Search for German repository site starts again
Germany will launch a new site selection process for a repository to hold the country's radioactive waste under a compromise agreement between the federal and state governments and opposition parties.
The federal environment ministry (BMU) announced that, under the agreement reached yesterday, a draft repository site selection bill will be introduced to the German parliament's lower house, the Bundestag, as soon as possible and is intended to be passed before the parliamentary summer recess in early July.
Gorleben
Exploration work on the Gorleben rock salt formation began in 1977. The federal government gave its approval for underground exploration at the site in 1983, and excavation work began with the sinking of the first of two shafts in 1986.
Work continued until June 2000 when, alongside plans for the eventual phaseout of nuclear power in Germany, a three- to ten-year moratorium was imposed on the Gorleben exploration work.
However, this moratorium was lifted in March 2010 by the then more pro-nuclear coalition government led by Angela Merkel.
The draft law calls for the formation of a 24-member federal-state commission to develop proposals on safety requirements and site selection criteria by the end of 2015. The Bundestag will take decisions on the individual steps of the site selection process, including decisions on locations for above- and underground site surveys. The commission will recommend a repository site to parliament by 2031. The proposal calls for the repository to be built by 2040.
The parties also agreed that, for the time being, no more radioactive waste would be transported to the Gorleben salt dome in Lower Saxony state, which has been under investigation as a potential repository site. Site suitability work at Gorleben will be terminated and a research laboratory will not be built there. However, Gorleben will not be excluded from the new site selection process. German nuclear waste currently stored abroad is to be taken to other interim storage sites in Germany. No high-level waste will be exported for final disposal.

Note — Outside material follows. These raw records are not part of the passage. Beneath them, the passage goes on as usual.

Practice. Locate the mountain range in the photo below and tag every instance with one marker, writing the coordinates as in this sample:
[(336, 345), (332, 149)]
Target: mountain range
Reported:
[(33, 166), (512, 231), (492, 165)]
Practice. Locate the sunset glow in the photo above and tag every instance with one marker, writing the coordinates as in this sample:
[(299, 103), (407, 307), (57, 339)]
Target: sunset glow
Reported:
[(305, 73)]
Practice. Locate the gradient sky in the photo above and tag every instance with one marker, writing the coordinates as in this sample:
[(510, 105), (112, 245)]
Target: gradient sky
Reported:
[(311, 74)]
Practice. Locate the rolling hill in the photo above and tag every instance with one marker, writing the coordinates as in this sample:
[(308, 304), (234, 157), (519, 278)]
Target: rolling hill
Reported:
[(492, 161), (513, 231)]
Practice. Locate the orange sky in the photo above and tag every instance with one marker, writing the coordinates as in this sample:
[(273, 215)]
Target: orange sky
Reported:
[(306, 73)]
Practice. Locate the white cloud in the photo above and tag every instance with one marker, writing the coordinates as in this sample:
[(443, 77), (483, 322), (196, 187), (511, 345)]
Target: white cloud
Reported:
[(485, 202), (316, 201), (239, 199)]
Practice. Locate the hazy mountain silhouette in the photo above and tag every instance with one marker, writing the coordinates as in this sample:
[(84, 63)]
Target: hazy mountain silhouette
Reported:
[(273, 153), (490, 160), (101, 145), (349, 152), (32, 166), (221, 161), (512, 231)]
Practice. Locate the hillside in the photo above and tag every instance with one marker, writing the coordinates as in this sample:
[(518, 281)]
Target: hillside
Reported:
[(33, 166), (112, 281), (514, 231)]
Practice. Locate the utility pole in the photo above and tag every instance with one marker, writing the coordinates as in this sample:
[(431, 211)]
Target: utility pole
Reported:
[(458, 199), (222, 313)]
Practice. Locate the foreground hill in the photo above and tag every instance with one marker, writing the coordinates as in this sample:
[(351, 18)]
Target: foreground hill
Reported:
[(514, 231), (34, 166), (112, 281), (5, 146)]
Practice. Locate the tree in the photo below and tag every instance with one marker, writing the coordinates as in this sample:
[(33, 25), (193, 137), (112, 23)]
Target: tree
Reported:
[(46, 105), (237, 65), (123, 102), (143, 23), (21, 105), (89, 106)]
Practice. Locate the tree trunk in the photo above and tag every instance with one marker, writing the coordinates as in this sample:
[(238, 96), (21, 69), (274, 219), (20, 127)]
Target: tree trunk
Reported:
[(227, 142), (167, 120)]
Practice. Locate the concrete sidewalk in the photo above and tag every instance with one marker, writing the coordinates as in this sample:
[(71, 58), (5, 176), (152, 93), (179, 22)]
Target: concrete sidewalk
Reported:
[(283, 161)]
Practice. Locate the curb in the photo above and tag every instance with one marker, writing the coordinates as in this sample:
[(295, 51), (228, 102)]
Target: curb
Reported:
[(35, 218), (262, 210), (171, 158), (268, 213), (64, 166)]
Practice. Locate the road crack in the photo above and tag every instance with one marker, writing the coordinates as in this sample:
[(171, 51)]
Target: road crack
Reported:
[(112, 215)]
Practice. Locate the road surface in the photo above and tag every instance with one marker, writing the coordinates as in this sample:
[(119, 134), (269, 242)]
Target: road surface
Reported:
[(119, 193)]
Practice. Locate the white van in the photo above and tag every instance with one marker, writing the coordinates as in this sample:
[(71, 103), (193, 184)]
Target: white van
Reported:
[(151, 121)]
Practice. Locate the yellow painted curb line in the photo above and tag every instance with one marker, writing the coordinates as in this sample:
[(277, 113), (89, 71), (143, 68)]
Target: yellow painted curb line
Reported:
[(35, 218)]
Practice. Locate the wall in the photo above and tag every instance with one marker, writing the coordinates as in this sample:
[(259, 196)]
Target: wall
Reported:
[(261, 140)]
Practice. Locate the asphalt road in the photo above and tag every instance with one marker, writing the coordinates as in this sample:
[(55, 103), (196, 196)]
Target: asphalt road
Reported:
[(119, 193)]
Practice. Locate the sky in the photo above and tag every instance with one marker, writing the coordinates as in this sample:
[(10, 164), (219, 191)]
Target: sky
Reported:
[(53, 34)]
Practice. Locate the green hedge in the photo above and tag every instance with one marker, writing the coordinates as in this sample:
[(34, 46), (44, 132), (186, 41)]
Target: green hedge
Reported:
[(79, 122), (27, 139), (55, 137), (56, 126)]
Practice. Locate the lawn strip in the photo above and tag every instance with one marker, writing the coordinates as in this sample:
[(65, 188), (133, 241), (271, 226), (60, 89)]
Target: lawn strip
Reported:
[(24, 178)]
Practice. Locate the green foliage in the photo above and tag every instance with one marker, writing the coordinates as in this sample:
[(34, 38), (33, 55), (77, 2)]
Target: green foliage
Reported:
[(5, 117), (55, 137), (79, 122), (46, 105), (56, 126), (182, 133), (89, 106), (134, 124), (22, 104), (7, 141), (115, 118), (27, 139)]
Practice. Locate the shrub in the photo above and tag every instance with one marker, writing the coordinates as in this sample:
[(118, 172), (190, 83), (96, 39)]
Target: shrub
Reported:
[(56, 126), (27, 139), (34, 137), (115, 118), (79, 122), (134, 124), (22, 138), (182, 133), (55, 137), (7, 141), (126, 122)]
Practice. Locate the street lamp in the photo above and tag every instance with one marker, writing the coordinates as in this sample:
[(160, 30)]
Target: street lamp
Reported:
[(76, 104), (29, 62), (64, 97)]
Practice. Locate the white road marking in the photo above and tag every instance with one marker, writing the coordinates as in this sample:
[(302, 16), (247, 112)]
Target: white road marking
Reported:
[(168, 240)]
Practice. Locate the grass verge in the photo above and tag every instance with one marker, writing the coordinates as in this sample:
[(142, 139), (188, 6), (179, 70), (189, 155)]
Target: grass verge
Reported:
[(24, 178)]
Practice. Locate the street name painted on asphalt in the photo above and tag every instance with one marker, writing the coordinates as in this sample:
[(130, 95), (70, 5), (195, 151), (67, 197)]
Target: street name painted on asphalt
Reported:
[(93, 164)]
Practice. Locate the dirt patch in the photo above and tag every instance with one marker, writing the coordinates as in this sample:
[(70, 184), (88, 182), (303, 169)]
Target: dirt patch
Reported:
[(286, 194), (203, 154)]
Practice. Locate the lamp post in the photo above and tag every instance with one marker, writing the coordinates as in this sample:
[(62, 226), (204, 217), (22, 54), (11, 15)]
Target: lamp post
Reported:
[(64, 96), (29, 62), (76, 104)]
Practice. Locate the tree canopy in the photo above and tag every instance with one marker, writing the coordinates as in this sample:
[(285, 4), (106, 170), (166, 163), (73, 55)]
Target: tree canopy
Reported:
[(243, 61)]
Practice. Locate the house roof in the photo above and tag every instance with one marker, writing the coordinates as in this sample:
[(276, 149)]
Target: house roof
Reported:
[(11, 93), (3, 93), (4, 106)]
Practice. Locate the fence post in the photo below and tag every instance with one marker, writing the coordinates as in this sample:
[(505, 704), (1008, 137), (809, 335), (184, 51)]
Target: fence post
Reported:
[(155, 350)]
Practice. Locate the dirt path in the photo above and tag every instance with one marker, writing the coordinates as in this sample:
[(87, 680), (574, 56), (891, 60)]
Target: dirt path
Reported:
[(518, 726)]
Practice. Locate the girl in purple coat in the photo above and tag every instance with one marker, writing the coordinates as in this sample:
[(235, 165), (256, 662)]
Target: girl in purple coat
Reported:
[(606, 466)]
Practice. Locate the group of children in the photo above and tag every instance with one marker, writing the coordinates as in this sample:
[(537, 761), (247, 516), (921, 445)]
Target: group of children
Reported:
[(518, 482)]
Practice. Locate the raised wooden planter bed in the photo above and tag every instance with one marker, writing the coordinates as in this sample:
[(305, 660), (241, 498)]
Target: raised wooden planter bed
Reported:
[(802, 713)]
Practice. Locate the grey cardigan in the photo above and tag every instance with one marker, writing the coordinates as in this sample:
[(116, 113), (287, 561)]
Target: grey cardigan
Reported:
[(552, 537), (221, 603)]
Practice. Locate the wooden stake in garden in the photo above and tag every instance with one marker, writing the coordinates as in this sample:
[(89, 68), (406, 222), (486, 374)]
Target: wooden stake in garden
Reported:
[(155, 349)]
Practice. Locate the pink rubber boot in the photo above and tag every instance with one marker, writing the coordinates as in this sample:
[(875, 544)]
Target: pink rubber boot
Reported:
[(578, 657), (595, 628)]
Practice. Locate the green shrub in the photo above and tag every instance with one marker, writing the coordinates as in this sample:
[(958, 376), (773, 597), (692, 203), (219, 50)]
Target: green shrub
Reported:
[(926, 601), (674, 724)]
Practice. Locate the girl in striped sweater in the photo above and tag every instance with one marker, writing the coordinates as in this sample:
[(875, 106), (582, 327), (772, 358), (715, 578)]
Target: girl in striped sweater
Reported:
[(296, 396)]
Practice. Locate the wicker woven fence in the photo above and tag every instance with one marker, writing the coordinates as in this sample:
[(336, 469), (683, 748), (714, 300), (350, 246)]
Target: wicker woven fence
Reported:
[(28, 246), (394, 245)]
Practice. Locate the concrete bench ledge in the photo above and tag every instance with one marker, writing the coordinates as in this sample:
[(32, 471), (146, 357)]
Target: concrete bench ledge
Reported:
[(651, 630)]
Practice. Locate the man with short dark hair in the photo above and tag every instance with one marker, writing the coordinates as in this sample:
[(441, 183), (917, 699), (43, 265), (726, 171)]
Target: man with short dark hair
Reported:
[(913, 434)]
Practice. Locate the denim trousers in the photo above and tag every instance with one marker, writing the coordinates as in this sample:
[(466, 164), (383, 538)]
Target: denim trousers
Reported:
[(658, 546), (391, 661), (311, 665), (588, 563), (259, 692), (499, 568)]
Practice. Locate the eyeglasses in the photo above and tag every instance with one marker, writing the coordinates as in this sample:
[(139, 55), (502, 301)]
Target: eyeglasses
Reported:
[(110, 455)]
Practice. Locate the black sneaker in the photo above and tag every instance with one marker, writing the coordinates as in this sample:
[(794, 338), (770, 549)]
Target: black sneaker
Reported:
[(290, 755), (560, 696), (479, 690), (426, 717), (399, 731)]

Federal environment minister Peter Altmaier commented, "With today's agreement we have achieved a breakthrough, after the phase-out of nuclear energy, to solve the search for a repository by society-wide consensus. Thus, we will now end the decades-old conflict over a nuclear repository."
He added, "The agreement across party lines and geographies has become possible because all participants were aware of their responsibility and are, or have shown willingness, to compromise in the spirit of consensus."
Who will pay?
Altmaier said that the country's nuclear power plant operators will have to pay some €2.0 billion ($2.6 billion) for selecting and constructing a waste repository.
"The cost of dealing with nuclear waste will be borne by those who produce it," he told Germany's N24 television. "In the end, it is also in the interests of the nuclear operators that we identify a repository."
While describing the agreement as "fundamentally positive," industry group the German Atomic Forum (Deutsches Atomforum, DAtF) noted that over €1.6 billion ($2.1 billion) has already been invested in the study of Gorleben as a repository site. It added that there is no legal basis in requiring operators to provide additional funds for the investigation of alternative sites before a final assessment on the suitability of Gorleben has been made.
DAtF called for a "constructive dialog" between federal and state governments and the nuclear operators "to reach responsible and targeted solutions."
Currently, German radioactive waste is placed in interim storage, with used fuel mostly stored at reactor sites. Most German used fuel is to be reprocessed overseas. Vitrified high-level wastes arising from reprocessing contracts signed up to 1989 is stored in surface facilities at Gorleben and Ahaus. Work began in 2007 on the conversion of a former iron ore mine at Konrad in Lower Saxony into a repository for low- and intermediate-level waste which is planned to be in operation around 2014.